On December 9th, 2015 we learned about

Dealing with demanding visuals can leave us temporarily deaf

It’s amazing we ever thought we were multitaskers. Sure, we can keep our hearts, digestion and respiration going at once, but parsing multiple streams of sensory input seems to be too tall an order. This isn’t to say that we’re bad at observing the world— our eyes and visual cortex do an amazing job of building a rich, detailed view of the world. It’s just that our focus, our attention, can only go so far. Researchers have now demonstrated that its possible to overburden our concentration in a way that may seem obvious, only because it happens so frequently. If my grammar gets too complicated or muddled, it might even happen to you right now.

One input at a time

It seems that when we’re concentrating on a visual task, that concentration comes at the cost of our hearing. And vice versa- listening intently makes us start to miss visual information. This so called “inattentional deafness” can obviously be of great concern, since that may mean that staring at a text on your phone could prevent you from hearing a truck honking at you. It also helps explain why it’s sometimes so hard to read and listen to someone at the same time. You don’t have the attention for both, and so your brain has to pick one or the other. These examples are probably very familiar, but the new studies shed light on just how involuntary and extreme this input selection really is.

Selective staring

Study participants were asked to do visually oriented tasks with varying degrees of difficulty. The most taxing task was to judge the color and relative lengths of lines in a cross shape. At the same, test subjects would either listen to silence, white noise, or white noise with a occaisonal tones played over it. As the visual task became more difficult, demanding more concentration, the participants were less and less likely to notice the tones being played. With enough of a visual challenge, they just wouldn’t hear the tone at all. Variations on these tests were repeated to make hone in on the critical components- did the white noise play a role? Did it matter if color was being judged in the visual task? In the end, the pattern turned out to be that the harder the brain worked on visuals, the more it tuned out audio information.

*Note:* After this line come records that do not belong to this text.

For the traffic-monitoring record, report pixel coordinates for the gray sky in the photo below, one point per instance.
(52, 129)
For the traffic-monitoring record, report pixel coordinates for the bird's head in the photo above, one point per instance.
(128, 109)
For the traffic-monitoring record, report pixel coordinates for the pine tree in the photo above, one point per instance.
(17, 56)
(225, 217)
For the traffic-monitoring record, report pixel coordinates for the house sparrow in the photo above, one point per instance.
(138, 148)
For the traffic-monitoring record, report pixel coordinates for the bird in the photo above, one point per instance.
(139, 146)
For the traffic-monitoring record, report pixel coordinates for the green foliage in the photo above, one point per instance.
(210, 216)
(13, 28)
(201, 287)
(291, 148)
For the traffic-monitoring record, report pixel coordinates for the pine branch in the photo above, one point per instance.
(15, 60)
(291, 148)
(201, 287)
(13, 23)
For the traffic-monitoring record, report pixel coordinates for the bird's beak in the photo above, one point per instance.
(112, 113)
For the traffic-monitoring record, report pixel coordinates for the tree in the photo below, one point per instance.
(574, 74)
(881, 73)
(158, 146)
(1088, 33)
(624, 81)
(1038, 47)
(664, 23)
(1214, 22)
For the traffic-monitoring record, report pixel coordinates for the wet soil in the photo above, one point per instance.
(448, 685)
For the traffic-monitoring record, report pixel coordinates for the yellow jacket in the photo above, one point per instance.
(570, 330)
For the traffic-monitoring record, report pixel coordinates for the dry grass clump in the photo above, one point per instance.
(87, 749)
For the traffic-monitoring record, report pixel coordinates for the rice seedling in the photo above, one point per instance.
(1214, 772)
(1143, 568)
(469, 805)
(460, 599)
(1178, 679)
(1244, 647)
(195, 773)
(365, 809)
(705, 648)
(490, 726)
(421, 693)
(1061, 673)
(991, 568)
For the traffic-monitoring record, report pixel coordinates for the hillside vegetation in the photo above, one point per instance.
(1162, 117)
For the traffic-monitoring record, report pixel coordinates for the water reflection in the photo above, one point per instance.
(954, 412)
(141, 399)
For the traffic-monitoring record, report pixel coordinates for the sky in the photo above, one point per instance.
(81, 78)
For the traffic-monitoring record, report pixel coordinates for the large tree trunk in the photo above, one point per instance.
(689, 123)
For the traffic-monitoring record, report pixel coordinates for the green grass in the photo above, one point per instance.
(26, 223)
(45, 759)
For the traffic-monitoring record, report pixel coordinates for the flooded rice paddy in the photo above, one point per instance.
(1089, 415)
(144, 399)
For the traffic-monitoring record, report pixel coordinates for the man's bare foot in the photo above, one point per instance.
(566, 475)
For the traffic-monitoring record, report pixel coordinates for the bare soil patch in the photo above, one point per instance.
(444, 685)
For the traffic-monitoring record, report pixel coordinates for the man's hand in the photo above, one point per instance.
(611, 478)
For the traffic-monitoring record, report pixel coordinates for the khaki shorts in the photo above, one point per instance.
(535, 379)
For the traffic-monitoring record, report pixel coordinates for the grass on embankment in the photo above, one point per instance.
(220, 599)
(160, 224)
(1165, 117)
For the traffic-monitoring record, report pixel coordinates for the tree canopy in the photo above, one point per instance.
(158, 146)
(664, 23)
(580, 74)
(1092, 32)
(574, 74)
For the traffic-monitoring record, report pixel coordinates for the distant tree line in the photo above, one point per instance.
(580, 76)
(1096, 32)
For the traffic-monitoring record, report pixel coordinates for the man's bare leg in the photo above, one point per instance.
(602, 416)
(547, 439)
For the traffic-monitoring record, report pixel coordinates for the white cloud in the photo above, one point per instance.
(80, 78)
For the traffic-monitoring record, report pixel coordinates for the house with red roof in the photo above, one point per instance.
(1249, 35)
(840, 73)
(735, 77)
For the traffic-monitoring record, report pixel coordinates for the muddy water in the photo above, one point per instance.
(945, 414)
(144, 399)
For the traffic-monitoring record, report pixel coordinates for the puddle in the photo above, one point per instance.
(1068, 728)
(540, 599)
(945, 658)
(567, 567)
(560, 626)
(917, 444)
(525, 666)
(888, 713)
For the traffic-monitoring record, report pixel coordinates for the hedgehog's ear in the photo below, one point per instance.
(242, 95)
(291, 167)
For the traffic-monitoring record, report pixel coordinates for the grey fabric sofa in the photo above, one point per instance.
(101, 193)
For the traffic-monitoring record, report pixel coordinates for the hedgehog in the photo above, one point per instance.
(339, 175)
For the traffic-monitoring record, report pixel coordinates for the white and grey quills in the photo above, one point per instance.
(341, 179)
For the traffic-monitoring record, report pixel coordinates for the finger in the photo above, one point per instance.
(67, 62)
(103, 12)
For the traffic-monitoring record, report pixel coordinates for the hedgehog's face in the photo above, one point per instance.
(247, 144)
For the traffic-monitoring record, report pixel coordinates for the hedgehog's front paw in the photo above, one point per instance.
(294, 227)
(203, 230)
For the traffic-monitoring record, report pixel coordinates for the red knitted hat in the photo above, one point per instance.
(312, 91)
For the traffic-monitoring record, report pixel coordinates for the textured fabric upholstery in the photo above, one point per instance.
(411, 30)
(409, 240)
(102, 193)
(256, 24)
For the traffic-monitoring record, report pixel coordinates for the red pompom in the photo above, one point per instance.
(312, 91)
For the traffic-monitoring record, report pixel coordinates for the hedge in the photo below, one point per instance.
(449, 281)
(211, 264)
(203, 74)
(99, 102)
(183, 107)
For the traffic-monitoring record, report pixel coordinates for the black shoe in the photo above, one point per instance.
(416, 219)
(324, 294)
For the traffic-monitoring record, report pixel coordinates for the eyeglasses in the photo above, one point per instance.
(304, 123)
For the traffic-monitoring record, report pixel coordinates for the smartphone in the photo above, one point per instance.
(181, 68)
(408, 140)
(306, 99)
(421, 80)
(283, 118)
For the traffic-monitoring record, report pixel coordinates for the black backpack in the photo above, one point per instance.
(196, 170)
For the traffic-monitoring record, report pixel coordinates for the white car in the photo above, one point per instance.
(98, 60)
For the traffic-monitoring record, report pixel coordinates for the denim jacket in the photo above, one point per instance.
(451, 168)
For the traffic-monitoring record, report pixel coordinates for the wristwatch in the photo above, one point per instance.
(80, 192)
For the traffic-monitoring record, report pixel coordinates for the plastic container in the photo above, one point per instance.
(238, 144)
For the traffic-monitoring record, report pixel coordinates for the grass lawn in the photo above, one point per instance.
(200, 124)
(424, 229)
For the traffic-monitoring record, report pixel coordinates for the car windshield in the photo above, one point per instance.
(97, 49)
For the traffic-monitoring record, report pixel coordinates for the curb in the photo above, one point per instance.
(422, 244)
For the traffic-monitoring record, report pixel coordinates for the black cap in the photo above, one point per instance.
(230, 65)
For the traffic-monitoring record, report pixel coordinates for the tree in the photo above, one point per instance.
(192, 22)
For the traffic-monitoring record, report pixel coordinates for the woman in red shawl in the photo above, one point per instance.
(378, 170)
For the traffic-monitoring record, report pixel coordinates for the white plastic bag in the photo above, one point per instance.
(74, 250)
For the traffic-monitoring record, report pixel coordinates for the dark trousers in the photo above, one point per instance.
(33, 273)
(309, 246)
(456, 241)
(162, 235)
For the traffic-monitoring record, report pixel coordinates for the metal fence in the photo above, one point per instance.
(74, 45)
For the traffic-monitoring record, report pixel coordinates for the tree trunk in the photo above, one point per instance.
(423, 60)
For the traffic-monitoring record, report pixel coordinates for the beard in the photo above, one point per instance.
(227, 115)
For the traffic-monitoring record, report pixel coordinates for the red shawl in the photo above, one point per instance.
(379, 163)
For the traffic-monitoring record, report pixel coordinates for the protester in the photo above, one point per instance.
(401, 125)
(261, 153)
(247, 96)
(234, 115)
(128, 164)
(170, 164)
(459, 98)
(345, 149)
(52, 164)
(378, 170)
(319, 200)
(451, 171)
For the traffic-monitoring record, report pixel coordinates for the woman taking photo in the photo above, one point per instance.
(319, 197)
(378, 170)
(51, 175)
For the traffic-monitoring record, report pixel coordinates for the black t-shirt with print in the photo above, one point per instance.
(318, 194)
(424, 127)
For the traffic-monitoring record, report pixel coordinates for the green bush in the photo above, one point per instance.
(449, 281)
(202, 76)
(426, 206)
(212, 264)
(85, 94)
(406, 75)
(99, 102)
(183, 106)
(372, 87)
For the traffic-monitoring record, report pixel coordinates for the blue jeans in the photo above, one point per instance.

Brain scans found that this self-imposed silence wasn’t just a case of filtering or ignoring unwanted stimuli- the brain basically discarded the sounds almost from the get go. Sound was obviously picked up by the person’s ears, but before that signal was dropped before it made it to the frontal cortex to really be considered or parsed by the brain. Aside from legitimizing when people say they didn’t hear someone speaking to them, it shows that this process is beyond individual will or choice, and that safety systems need to be designed with this temporary, self-imposed deafness in mind.